BH works best with independent tests, while financial metrics (like your 23 normalizations) often have complex dependencies
For dependent features, the Benjamini-Yekutieli variant was specifically developed to maintain FDR control

This could be particularly relevant when dealing with your multiple normalizations of the same base metric, which would likely have strong dependencies.

Marco, this would be ideal and could be automated. I believe. I think the paper's results would have been improve by removing the obvious noise introduced by adding that many random factors and by reducing the dimensionality. 18,000 is a lot of dimensions if one has any belief in the curse of dimensionality at all. See a discussion of curse of dimensionality in ML here.

I get that the paper's authors think that their results are not as good because others were doing it wrong and they have now corrected all of that, but maybe the authors are making some mistakes in their own paper or have some poor assumptions accounting for some of their INFERIOR PERFORMANCE (e.g, a lot of noise and some pretty large dimensionality in their method).

In other words, I am not sure we should go out of our way to get the same inferior performance that the authors claim is a feature unless we fully understand what is going on and avoid simply accepting this single paper as being exhaustive on the subject.

TL;DR: I think you could reduce computer time as well as time spent with spreadsheets while improving results with this well-established method.

This previous post provides a link to the BH procedure method which is simple enough that it can be done in a spreadsheet or as the post suggest, you can have ChatGPT do it for you: Everyone can do machine learning using ChatGPT - #18 by Jrinne

The BH procedure is automated in an Sklearn module also: SelectFdr

The BH procedure is discussed in many finance papers linked to in the forum by members. Many have linked to this paper that discusses the BH procedure (among others) for example: Is There a Replication Crisis in Finance?

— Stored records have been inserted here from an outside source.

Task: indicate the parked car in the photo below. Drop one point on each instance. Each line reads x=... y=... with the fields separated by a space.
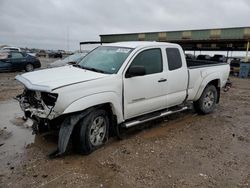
x=11 y=49
x=219 y=58
x=118 y=85
x=41 y=53
x=204 y=57
x=72 y=59
x=14 y=61
x=55 y=54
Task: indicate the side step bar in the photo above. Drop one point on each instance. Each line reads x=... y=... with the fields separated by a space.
x=144 y=120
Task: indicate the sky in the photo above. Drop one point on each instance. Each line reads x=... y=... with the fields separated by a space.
x=62 y=24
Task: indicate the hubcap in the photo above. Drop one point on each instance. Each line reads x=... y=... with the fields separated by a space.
x=29 y=67
x=98 y=131
x=208 y=100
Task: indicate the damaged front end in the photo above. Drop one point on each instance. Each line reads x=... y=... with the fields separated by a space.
x=38 y=106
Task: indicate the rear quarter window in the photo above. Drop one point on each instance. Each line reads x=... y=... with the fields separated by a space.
x=174 y=58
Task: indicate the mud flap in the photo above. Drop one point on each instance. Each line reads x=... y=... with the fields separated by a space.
x=65 y=132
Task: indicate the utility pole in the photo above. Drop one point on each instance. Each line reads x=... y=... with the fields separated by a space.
x=246 y=59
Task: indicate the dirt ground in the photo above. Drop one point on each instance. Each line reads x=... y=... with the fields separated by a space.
x=184 y=150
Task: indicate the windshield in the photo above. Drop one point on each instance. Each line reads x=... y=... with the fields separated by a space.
x=74 y=58
x=105 y=59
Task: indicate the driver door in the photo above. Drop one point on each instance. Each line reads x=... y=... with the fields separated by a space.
x=146 y=93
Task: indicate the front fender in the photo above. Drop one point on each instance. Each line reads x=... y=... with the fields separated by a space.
x=96 y=99
x=206 y=80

korr123 · December 5, 2024, 9:04pm

Don’t many AI models inherently ignore features that don’t contribute useful information? For example, while traditional regression models can struggle with increased dimensionality, techniques like Lasso or regularization effectively eliminate features that don’t add sufficient value.

Additionally, models like decision trees and LightGBM implicitly handle feature selection. Decision trees evaluate features based on their ability to reduce impurity (e.g., Gini Index or Entropy) and only use features that meaningfully improve splits. Similarly, LightGBM builds ensembles of trees and chooses features based on their contribution to minimizing the loss function. Irrelevant features are rarely, if ever, used in these splits.

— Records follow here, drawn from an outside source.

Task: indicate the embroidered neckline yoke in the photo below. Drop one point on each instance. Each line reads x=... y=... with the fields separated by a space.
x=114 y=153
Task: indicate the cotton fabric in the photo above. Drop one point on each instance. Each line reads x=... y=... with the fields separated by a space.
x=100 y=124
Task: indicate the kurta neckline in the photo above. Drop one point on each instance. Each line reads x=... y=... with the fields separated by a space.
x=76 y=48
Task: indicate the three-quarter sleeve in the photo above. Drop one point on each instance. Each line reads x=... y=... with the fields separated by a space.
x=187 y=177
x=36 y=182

One advantage of AI factors or traditional ranking systems is their ability to combine individual features that may not be significant on their own but become meaningful when used together in a model. This is a common concept many of us have encountered or at least read about.

Maybe I'm misunderstanding something?

Jrinne · December 5, 2024, 9:32pm

To some extent. But 18,000 will be a problem in my limited experience. There will be noise features that the model will fit to with 18,000 features and probably more noise than signal with that many features. People can find their own answers on which of their factors to keep or a general idea of how many factors to use with P123 excellent cross-validation tools.

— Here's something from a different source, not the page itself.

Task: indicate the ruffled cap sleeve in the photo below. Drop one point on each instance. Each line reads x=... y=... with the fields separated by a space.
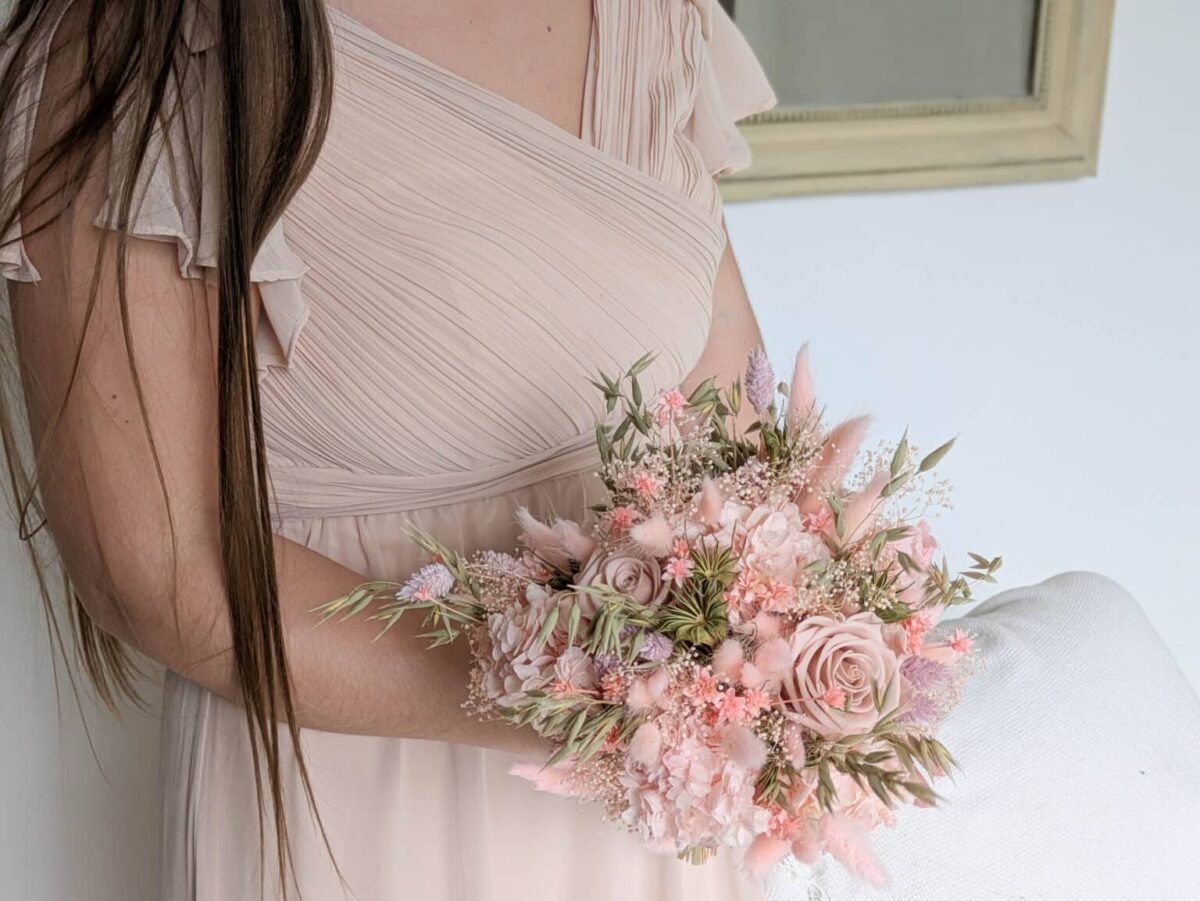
x=175 y=193
x=732 y=86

But if someone wants to reduce the number of factors a little—even to reduce resource usage— this would be one possible method that has very wide acceptance.

Until Marco gets those analog in-memory compute cards, I am not sure I have time for 18,000 factors. I'll want something to reduce the number of features if I start using 23 normalizations for each feature. Marco has expressed an interest in finding a "scientific method" above and this is a method that has wide acceptance that anyone can consider and use if it fits their needs.

If one takes the time to read past the abstract in papers about feature selection, BH is commonly discussed. And as I mentioned above, it can be done with a spreadsheet.